Fraud/Misrepresentation Charge of Inadmissibility under INA §212(a)(6)(c) Vacated By U.S. Customs & Border Protection for Canadian Citizen
/Last week, we received a formal letter from U.S. Customs & Border Protection (CBP) confirming that the Expedited Removal Order that had been issued against our client had been modified to vacate the fraud/misrepresentation charge lodged against our client under INA §212(a)(6)(c), which is a huge success for our client and has significant ramifications for her future U.S. immigration options.
In August 2010, our client, a Canadian citizen and former Chinese national, misrepresented to CBP that she was living in Canada, when in fact she had remained in the U.S. after being laid off from her H-1B position. Our client, an engineer, had first come to the United States in TN status and had eventually changed to H-1B status. Unfortunately, because of the weak economy, she was laid off from her sponsoring employer, which resulted in her losing her H-1B status. Instead of returning to Canada, our client remained in the U.S. in hopes of securing new employment, which she was able to do.

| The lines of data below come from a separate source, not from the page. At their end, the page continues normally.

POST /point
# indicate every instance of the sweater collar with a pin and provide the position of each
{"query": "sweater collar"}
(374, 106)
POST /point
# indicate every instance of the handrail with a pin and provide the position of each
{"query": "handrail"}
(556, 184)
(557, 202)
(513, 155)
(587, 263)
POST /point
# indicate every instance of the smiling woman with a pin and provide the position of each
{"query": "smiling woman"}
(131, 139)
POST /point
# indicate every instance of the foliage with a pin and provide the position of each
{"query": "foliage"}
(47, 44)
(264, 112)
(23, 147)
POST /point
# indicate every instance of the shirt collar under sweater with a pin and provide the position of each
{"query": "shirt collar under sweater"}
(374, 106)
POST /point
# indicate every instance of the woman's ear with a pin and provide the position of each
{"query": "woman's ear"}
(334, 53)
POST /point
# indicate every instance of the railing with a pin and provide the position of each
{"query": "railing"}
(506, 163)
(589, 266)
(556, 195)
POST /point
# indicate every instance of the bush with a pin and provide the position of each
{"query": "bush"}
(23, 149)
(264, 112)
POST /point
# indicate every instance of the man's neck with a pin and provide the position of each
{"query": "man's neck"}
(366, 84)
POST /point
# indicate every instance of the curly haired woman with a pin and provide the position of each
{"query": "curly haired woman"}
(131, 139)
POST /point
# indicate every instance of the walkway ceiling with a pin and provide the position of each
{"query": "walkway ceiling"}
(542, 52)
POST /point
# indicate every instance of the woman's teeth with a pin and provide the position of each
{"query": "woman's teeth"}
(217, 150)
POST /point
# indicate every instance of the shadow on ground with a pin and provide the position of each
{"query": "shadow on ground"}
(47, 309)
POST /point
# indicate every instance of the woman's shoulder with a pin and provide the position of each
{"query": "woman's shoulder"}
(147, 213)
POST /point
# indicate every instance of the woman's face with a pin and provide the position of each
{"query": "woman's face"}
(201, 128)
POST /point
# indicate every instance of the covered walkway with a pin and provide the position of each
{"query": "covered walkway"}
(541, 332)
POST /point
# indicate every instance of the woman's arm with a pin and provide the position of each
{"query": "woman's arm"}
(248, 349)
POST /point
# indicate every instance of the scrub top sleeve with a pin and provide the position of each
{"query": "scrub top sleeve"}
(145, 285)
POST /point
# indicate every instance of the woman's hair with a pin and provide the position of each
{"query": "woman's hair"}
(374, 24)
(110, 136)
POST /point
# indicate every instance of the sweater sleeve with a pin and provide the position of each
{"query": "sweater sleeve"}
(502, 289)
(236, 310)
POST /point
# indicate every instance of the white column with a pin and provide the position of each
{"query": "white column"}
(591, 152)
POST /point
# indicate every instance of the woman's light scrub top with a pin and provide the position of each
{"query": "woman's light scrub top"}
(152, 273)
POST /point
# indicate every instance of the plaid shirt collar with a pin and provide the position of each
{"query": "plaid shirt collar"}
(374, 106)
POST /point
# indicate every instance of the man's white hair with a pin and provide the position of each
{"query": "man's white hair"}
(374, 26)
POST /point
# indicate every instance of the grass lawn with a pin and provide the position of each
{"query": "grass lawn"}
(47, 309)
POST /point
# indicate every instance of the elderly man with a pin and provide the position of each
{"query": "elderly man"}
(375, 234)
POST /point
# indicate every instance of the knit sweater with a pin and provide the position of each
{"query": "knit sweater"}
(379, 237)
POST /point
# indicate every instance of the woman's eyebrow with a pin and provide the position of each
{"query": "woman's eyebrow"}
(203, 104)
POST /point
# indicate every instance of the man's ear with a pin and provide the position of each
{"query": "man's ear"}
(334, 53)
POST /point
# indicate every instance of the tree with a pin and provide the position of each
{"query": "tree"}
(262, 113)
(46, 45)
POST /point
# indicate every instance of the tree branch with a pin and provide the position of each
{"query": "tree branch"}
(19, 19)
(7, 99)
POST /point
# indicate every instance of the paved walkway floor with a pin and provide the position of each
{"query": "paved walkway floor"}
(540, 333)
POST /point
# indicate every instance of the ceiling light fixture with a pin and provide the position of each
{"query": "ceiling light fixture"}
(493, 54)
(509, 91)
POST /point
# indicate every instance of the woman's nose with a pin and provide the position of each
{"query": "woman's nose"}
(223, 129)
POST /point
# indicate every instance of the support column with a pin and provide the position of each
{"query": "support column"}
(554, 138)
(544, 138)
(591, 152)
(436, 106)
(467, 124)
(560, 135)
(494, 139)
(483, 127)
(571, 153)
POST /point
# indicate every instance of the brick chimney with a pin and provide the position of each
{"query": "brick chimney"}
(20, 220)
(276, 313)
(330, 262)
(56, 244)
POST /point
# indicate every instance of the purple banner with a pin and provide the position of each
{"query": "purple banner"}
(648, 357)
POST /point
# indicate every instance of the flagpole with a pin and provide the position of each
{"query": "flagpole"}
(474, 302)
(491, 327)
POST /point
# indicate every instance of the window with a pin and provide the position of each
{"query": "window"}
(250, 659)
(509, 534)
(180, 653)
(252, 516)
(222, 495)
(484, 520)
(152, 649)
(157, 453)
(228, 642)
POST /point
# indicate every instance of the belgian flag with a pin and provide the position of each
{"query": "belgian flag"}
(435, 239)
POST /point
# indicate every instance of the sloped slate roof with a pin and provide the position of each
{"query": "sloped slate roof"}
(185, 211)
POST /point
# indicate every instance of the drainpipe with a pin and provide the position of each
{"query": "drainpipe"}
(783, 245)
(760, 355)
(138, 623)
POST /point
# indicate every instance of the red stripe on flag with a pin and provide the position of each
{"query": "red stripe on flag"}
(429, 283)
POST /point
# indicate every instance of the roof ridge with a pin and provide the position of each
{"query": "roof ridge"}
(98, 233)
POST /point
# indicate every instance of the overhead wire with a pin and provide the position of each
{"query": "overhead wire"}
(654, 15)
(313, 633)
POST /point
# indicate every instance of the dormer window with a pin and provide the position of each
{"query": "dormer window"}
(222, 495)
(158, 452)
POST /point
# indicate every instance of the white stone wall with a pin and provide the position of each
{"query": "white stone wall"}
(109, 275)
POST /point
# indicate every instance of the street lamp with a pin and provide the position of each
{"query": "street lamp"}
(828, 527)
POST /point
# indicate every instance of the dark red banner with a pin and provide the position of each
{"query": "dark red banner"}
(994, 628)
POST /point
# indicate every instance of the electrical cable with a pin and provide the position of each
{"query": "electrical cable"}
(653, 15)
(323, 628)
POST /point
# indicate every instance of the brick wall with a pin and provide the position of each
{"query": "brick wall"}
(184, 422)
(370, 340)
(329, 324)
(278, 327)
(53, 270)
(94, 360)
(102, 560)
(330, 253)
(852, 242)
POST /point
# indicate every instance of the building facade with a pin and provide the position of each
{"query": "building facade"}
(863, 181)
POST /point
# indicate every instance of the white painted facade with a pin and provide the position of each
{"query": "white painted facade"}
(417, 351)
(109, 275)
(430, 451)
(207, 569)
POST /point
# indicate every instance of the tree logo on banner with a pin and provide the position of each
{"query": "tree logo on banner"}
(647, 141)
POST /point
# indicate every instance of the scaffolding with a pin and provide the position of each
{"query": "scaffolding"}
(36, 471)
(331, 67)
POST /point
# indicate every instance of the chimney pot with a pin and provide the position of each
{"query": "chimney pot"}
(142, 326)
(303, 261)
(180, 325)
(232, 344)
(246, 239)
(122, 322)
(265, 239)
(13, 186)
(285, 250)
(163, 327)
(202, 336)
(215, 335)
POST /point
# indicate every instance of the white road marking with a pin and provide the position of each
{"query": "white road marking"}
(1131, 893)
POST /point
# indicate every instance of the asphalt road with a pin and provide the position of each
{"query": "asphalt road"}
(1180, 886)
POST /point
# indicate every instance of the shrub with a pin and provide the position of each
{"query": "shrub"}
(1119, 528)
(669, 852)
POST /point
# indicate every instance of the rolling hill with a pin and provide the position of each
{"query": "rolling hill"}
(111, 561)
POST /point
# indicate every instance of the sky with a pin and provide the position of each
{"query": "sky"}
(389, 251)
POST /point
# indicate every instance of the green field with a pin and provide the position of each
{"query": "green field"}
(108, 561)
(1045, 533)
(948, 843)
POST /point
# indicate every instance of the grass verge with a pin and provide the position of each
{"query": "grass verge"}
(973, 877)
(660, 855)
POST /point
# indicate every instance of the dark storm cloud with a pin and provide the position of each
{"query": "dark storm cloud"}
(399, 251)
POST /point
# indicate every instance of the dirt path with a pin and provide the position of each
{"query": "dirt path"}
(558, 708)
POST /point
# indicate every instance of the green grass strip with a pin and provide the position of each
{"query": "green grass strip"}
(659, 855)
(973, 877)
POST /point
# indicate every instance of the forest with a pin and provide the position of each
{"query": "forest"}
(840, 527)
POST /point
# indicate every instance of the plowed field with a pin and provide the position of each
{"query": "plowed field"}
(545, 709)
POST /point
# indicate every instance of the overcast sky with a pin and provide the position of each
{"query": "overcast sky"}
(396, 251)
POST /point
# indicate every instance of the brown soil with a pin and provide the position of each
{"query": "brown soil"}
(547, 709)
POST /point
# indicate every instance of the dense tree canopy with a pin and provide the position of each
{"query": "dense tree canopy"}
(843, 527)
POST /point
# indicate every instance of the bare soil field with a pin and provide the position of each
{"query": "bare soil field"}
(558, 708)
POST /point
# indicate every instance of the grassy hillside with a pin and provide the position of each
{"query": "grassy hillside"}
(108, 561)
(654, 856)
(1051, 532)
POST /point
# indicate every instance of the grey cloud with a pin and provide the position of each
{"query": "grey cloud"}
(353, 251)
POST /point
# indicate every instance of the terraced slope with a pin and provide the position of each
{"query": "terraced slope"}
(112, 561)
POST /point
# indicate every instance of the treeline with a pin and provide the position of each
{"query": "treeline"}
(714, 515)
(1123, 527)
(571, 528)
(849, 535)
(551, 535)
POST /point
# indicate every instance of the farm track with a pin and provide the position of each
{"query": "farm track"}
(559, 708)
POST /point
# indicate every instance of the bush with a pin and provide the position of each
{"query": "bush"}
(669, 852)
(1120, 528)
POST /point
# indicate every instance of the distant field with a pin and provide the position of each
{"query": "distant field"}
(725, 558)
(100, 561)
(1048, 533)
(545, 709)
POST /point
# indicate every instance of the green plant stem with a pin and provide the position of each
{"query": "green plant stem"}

However, since she had failed to maintain her non-immigrant status, she was ineligible to change her to status to TN from within the U.S. and needed to depart the U.S. and apply for admission in TN status at a Port of Entry.
While our client was successfully able to obtain TN approval, it was during one of her attempts to re-enter the U.S. that she was issued a Expedited Removal Order under INA §212(a)(7)(A) and INA §212(a)(6)(c).